One had a rather ordinarily pretty face and the other looked more interesting. Her face was more angular, slightly vulpine, the upper lids quite plump.

"That one," I said.

"You understand, of course, that you must have a place to take her to?"

"I understand."

"Would you wait outside again, please?"

It was a longer wait than before. When she called me in again, she said, "She will meet you this evening at quarter to seven at Satin House on West Forty-eighth. You'll recognize her from her picture. She would prefer it if you get there just a little earlier and sit at the bar so you can see her when she comes in. Her name is Rossa." She spelled it out for me. It was pronounced Raw-sah.

"Last name?"

"Our policy is to leave it up to the girls to give their last name if they so desire. If not, her name is Rossa Smith. She's an enchanting girl. Her model fee is two hundred and fifty dollars. We prefer that you have that amount ready, sealed in a small envelope, and give it to her whenever seems convenient. And I must ask you to leave two hundred dollars with me. It will be posted to your account. It's our protection in case at any time you fail to keep an appointment. Should that happen, we will have to ask you to post another deposit in the same amount before making another appointment. If you don't have the cash, you can bring it to me at any time before five today."

"I have it right here."

"Good. Thank you. If at any time you have any complaint about a model, we would appreciate your bringing it to our attention. I might say that such complaints are very very rare. You will be answered twenty-four hours a day at that number I gave you. Are there any other questions?"

"If I should like Rossa, can I ask for her again?"

"Yes, of course. Many accounts ask for specific girls." She curved her tiny mouth into a small smile. "I'm certain you'll find her most charming. Oh, I forgot to tell you, if at any time you wish to make up a party and require two or more girls, we will appreciate your stopping by and making arrangements in person rather than trying to do it over the phone."

"I understand. Uh… how high do the rates go?"

"Most are at two hundred and two-fifty. We have several at three hundred, a few at four hundred, and two at five hundred. But it varies, according to the size and quality of our list at any given time. There have been some at a thousand, but not recently."

"What makes it worth five hundred, Mrs. Smith?"

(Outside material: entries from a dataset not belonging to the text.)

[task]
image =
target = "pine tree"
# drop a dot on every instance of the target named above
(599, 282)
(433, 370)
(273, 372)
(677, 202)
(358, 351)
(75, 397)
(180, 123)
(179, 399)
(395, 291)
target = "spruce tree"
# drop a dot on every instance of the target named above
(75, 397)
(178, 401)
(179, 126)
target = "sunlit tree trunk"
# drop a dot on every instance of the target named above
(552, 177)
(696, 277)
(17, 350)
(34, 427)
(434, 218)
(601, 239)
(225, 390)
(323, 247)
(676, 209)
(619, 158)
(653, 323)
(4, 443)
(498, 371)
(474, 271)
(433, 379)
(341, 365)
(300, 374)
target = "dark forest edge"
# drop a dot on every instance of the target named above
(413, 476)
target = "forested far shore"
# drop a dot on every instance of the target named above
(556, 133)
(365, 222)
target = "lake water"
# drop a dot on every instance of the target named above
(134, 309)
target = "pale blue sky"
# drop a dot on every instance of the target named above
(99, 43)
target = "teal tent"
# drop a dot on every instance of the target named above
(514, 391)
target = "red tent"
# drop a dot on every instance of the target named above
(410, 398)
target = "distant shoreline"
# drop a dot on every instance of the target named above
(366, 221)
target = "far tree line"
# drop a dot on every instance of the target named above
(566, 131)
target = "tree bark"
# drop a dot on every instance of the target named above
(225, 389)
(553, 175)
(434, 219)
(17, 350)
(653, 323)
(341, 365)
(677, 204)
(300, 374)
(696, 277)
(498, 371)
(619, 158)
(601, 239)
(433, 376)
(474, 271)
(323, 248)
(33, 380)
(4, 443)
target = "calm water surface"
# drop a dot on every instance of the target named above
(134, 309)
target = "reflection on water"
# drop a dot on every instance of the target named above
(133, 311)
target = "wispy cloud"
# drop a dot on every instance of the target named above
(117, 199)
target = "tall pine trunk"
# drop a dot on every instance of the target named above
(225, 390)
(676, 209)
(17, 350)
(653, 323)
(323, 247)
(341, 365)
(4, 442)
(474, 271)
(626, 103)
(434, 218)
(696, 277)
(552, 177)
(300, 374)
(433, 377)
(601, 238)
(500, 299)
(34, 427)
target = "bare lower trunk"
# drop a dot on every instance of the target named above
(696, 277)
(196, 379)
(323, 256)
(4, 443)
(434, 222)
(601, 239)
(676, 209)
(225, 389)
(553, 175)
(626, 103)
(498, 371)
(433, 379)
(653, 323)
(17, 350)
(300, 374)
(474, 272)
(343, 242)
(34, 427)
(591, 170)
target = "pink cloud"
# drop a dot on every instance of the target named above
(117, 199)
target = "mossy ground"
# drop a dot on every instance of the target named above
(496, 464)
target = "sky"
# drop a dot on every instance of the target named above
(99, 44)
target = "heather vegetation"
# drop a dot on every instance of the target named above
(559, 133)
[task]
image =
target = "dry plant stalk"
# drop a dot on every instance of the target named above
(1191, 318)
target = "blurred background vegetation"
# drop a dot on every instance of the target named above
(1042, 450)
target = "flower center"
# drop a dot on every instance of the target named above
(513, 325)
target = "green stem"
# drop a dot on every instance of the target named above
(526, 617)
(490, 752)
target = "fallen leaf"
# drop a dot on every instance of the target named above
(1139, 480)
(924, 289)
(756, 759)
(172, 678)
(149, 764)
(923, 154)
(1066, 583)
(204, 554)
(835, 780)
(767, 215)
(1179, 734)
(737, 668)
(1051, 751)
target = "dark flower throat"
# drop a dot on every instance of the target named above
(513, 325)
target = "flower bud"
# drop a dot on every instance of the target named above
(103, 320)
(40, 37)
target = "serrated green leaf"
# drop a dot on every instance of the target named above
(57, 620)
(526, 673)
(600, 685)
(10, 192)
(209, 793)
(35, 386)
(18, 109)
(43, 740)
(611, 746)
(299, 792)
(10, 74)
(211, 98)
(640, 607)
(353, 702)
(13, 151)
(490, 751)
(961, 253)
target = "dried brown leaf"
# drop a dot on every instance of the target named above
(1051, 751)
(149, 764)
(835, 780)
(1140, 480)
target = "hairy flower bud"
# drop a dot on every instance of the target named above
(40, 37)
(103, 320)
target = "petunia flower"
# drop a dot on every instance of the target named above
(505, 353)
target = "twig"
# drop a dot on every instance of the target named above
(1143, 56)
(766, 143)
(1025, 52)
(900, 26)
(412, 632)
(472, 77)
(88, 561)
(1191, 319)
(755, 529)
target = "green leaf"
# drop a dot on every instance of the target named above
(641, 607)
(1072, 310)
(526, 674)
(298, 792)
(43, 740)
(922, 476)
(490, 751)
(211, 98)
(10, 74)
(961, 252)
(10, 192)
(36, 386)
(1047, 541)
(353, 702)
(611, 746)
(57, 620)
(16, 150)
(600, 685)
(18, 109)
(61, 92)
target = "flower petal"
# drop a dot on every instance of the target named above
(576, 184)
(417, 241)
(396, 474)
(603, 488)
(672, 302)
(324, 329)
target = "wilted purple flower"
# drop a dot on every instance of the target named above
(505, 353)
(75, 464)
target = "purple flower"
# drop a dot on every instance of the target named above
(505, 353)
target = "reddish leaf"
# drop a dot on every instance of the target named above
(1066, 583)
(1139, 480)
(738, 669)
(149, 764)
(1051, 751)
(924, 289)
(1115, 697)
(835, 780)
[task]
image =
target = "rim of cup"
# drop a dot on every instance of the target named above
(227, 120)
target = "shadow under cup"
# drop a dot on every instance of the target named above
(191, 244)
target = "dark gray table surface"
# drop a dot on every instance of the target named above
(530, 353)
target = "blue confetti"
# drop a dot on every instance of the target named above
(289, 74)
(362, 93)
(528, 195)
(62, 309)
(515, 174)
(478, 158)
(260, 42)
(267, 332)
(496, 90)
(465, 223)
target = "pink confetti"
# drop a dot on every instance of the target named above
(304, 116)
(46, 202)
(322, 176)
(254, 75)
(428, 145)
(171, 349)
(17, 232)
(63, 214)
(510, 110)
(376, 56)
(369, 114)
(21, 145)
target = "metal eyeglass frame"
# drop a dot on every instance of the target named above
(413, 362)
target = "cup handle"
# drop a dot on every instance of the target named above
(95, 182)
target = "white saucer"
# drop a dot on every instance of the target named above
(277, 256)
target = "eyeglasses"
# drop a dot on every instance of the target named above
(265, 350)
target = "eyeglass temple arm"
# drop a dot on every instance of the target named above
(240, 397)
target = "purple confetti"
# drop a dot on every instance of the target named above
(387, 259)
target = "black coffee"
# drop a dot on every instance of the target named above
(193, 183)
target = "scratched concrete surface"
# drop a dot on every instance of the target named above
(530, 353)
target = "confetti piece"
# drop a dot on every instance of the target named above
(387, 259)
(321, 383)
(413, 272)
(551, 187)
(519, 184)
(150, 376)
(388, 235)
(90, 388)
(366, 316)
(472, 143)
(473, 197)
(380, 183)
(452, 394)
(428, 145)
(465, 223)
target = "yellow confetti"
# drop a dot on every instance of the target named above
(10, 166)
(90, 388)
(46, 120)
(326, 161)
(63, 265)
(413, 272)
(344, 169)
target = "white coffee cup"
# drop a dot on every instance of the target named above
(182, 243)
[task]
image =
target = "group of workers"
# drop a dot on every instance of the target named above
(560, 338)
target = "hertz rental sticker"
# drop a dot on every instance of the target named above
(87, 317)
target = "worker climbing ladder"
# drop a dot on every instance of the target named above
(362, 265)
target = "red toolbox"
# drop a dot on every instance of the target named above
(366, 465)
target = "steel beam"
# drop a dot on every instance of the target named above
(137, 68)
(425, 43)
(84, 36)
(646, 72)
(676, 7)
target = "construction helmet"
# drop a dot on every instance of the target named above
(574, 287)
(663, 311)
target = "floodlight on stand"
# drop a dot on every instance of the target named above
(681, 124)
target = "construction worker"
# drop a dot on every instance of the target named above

Her expression told me she thought it a vulgar question. "Those are girls who are very well-known, due to television work usually. Some accounts prefer to be seen with girls who will be recognized in public. Generally they don't stay on our list long." Her smile was quite suddenly and surprisingly vicious. "They either go up, or they go down."

I bade her good day and walked out and found that it was raining, puddling the sidewalks with black city-glop. There were no empty cabs in sight. I went to a corner drugstore. I looked at the pretty girls on the streets, hurrying through the rain. Though I knew it was absurd, they all looked quite different to me. I kept wondering if they were on somebody's list. Behind one fat doughy woman in one small cheap office, I could sense the rest of the organization-the recruiters to bring them in, the suave muscle to keep them in line. It wasn't a sorority. Mrs. Smith wasn't a house mother.

I phoned Terry Drummond from the drugstore. She bellowed hoarse curses at me for almost three minutes before I could quiet her clown enough to apologize for not reporting to her about Bonita Hersch.

I made a detailed report. She chided me for being a coward. I said it hadn't been cowardice, merely revulsion. She said I might have learned something useful. I said that this way there was a better chance of seeing her again.